Hunger strike "coercive method"
In a scathing criticism of political parties holding dharna's and pickets, the court also observed that the political outfits "cannot hold to ransom the educational institutions or the right of the civilized students to receive education."
Making a sweeping criticism, which could trigger a debate in the civil society, on the means of protests adopted by political parties the court also felt that dharna and hunger strikes are coercive means to achieve illegal demands.
"The very fact that people resort to dharna/hunger strike shows that they themselves are aware that their demands are not legitimate and they use coercive methods to achieve what they could not have achieved legally," the judgement read.

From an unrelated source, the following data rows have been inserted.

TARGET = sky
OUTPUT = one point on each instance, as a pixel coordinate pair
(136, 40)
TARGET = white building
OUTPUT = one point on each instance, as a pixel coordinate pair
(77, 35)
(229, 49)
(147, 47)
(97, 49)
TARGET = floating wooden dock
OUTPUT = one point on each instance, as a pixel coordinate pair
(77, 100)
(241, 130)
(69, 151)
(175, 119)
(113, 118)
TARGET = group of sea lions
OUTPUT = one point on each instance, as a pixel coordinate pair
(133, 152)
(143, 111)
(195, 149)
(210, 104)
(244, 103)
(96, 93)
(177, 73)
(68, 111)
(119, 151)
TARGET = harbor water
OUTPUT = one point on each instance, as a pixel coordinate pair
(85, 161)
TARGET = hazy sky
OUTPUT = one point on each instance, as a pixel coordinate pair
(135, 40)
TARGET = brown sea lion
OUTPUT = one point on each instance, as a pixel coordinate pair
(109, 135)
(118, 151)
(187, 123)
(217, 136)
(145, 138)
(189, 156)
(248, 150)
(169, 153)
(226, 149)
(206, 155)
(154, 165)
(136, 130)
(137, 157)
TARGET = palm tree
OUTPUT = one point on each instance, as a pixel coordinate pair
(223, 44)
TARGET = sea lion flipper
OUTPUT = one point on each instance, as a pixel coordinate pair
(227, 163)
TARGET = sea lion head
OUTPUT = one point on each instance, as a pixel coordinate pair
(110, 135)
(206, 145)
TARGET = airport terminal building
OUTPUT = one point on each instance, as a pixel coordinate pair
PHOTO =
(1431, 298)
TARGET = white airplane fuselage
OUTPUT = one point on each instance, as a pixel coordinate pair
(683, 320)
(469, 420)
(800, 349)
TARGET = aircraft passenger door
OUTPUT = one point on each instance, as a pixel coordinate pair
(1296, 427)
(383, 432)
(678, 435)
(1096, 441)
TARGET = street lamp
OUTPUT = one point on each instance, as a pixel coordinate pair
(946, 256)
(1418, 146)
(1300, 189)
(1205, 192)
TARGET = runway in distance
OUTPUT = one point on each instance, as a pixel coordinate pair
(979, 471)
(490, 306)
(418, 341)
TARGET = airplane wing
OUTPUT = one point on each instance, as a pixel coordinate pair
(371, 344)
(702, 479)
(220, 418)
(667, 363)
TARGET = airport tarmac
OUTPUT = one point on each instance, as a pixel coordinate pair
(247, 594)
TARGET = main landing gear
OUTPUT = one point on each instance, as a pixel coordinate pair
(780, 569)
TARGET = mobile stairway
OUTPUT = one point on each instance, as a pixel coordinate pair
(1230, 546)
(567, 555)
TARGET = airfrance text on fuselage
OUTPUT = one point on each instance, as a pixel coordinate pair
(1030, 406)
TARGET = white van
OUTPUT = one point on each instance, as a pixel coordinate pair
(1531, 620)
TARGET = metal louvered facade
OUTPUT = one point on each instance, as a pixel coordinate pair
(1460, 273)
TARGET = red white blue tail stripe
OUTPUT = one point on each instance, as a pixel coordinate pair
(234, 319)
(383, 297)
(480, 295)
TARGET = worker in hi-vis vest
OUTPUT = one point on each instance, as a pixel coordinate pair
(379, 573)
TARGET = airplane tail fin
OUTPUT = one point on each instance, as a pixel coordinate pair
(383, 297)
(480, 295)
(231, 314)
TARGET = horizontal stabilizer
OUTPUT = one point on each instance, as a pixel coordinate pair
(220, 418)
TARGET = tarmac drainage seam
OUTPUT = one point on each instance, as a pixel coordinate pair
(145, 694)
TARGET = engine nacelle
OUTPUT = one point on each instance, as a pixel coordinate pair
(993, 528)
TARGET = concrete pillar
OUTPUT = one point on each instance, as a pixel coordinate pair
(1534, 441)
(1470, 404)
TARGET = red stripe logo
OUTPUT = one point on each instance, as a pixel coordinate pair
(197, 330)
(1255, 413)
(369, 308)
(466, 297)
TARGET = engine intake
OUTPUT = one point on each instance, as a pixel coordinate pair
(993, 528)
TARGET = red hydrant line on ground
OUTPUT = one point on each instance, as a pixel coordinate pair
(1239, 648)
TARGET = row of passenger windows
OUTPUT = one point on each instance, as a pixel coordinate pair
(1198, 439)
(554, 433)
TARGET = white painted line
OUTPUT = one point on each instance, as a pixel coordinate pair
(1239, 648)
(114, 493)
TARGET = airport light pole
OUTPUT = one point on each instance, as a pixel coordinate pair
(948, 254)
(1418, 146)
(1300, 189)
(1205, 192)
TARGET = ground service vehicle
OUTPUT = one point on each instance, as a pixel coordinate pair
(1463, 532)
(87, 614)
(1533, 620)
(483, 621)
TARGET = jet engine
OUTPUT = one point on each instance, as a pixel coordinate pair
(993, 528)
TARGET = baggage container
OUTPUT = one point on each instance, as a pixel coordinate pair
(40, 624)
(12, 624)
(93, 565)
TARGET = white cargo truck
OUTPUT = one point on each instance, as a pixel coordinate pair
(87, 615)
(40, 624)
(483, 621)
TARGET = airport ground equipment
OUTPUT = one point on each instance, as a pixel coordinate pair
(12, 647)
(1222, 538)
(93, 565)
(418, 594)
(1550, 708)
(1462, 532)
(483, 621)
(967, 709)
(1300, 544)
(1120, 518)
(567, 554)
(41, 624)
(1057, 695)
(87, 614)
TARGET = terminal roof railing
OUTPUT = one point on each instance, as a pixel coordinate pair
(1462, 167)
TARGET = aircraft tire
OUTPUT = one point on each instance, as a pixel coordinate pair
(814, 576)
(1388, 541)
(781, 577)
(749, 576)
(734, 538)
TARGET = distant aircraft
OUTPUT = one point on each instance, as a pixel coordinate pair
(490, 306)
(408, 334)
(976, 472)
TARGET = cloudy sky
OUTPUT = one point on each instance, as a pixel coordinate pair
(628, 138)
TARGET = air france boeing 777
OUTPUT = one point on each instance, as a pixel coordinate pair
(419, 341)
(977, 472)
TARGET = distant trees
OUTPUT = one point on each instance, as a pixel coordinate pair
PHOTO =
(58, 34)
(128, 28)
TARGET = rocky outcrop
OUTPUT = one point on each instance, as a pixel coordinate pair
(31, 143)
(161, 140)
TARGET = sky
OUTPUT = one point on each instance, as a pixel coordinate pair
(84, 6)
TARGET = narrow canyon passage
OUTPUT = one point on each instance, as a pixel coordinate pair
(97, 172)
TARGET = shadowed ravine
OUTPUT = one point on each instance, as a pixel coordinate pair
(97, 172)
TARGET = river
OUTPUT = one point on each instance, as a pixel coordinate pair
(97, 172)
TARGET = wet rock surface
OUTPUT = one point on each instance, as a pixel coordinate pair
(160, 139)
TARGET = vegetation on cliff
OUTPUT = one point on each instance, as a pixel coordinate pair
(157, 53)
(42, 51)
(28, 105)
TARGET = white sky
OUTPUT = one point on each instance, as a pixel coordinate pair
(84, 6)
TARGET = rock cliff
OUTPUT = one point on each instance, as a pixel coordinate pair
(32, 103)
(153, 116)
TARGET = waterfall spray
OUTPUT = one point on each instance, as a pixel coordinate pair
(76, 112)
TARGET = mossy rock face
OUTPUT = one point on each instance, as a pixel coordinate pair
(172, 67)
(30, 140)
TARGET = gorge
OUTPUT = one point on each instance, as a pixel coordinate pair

Principals can throw out protesters
The court empowered the principals of the colleges in the state to act tough on student protesters who disrupt the functioning of the educational institutions.
"... if any student is found to be resorting to and/or enforcing Dharna, strike or disruption of academic atmosphere of any college, the Principal or the authorities of the institution would have a right to rusticate them,for these are no means to ventilate their grievance," the order said.
Calicut University, under which MES College is functioning, had cancelled the students' union election, after SFI and Muslim Students Federation (MSF), student wings of the CPM and the IUML respectively, clashed.
The court clearly said that the police could intervene in such matters and the students indulging in violence should be suspended from that particular college.
"The photographs show students erected a shed along the boundary of the college with a banner of a political party with loudspeakers," the court said referring to a photograph produced before it by the petitioner.
The court also held the police responsible for the disturbance caused by the SFI. "Police must control law and order and cannot allow such pickets to come up on public property," said the panel of two judges.
"If we wish to maintain democracy and not merely in form, then we must hold fast to constitutional methods of achieving our social and economic objectives," said the court, quoting BR Ambedkar.